Genliang Li, Yaxin Cui, Jinyu Su

Outline

This paper proposes a novel Multi-Strategy Improved Snake Optimizer (MISO) to improve the slow convergence speed and easy local optimum of the existing Snake Optimizer (SO) algorithm. MISO introduces an adaptive random perturbation strategy based on a sine function, an adaptive Levy flight strategy based on a size coefficient and a leader, and a position update strategy combining elite leadership and Brownian motion to escape from local optimum and improve the convergence speed.

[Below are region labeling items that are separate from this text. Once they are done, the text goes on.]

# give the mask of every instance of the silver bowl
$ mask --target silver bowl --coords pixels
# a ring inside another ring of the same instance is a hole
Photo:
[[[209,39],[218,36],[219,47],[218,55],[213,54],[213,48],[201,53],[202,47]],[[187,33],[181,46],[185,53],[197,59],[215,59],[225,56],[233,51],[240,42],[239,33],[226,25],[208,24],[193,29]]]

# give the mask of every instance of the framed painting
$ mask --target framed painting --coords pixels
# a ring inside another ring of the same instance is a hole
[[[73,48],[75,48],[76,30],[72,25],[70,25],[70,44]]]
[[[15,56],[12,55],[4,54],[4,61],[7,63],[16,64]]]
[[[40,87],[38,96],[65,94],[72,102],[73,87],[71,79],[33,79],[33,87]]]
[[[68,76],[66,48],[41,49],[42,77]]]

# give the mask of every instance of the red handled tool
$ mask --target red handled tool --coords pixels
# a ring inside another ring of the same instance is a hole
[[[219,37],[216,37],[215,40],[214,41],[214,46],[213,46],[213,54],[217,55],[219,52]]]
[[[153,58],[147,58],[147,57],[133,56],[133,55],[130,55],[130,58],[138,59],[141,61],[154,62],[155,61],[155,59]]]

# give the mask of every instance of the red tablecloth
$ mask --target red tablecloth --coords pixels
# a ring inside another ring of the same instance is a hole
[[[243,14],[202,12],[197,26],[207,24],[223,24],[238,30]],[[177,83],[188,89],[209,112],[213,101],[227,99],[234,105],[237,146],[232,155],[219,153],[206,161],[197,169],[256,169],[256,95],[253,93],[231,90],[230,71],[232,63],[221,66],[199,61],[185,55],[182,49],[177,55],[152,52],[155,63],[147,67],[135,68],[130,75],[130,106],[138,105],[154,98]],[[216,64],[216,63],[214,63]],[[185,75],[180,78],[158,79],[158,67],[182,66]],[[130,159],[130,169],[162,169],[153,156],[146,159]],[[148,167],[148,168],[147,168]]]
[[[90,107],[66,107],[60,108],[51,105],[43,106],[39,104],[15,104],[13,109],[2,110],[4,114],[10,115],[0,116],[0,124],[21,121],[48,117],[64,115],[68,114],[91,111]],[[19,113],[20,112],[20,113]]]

Experimental results on the CEC2017 and CEC2022 test functions, six engineering design problems, and the unmanned aerial vehicle (UAV) 3D path planning problem demonstrate that MISO outperforms existing algorithms.

Takeaways, Limitations

Takeaways:
The MISO algorithm effectively improves the shortcomings of the existing SO algorithm, enhancing the convergence speed and optimal solution search ability.
Its practical value is demonstrated by verifying its applicability to various problems (CEC2017/2022 test function, engineering design problem, UAV path planning problem).
The proposed adaptive random perturbation strategy, adaptive Levy flight strategy, and position update strategy can be utilized as general improvement strategies applicable to other metaheuristic algorithms.
Limitations:
The experimental results presented in this paper are limited to specific test functions and problems, and additional experiments on more diverse and complex problems are needed.
There is a lack of detailed analysis and guidance on parameter tuning of the MISO algorithm. Since the optimal parameter settings may vary depending on the characteristics of the problem, further research on parameter tuning is needed.
Analysis of the algorithm's complexity and computational cost is lacking. In particular, the efficiency of the algorithm should be analyzed in more detail to evaluate its applicability to large-scale problems.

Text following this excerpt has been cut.